Introduction

This time, we will classify the article data of the specified tag by unsupervised learning (k-means method).

Please refer to this article for how to get the article data of the specified tag.

・ How to get article data using Qiita API https://qiita.com/wakudar/items/8c594c8cc7bda9b93b4e

Program flow

Reading and classifying article data (separate sentences)
Vectorization of article data by TF-IDF
Clustering by k-means method
Visualization of results
Find the majority of classification results and output misclassified article data

1. Reading and classifying article data

#Word-separation
def wakatigaki(text):
    mecab = MeCab.Tagger()
    mecab_result = mecab.parse(text).replace("EOS", "").split('\n')
    mecab_result = [i.replace("#", "").replace("\"", "").replace("\'", "").replace("\t", "_").replace(",","_").split("_") for i in mecab_result if i != ""]
    return mecab_result

#Reading and classifying article data
def load_article():
    category = ["Vagrant", "iOS", "numpy"]
    category_num = [0, 1, 2]
    docs  = []
    labels = []
    labels_num = []

    for c_name, c_num in zip(category, category_num):
        files = glob.glob("./qiita/{c_name}/*.txt".format(c_name=c_name))

        text = ""
        for file in files:
            with open(file, "r", encoding="utf-8") as f:
                lines = f.read().splitlines()
                body = "".join(lines[0:]).replace('\u3000', '')
                text = body
                text = " ".join([w[0] for w in wakatigaki(text)])

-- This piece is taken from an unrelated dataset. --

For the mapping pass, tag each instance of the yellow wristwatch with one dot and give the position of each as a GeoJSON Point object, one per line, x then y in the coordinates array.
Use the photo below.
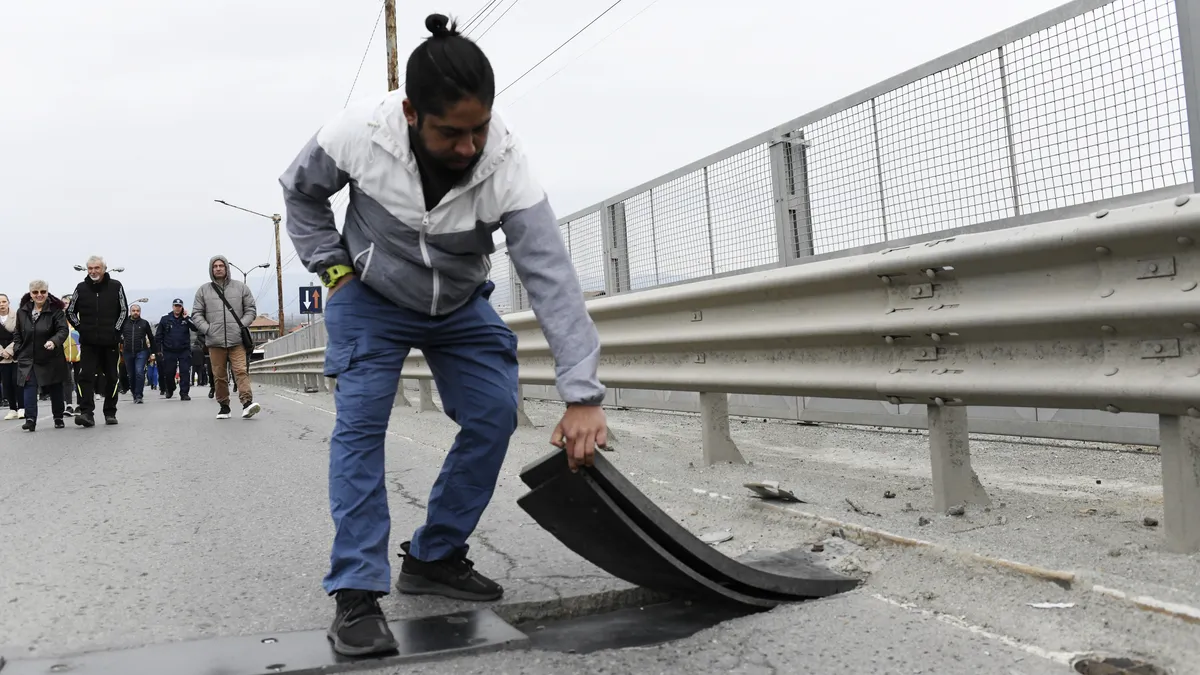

            docs.append(text)
            labels.append(c_name)
            labels_num.append(c_num)
    return docs, labels, category

#Reading and classifying article data
docs, labels, category = load_article()

Article data is saved in the form of qiita / tag name / ------. Txt. This time, we will estimate the categories of the three tags saved in advance, "Vagrant", "iOS", and "numpy".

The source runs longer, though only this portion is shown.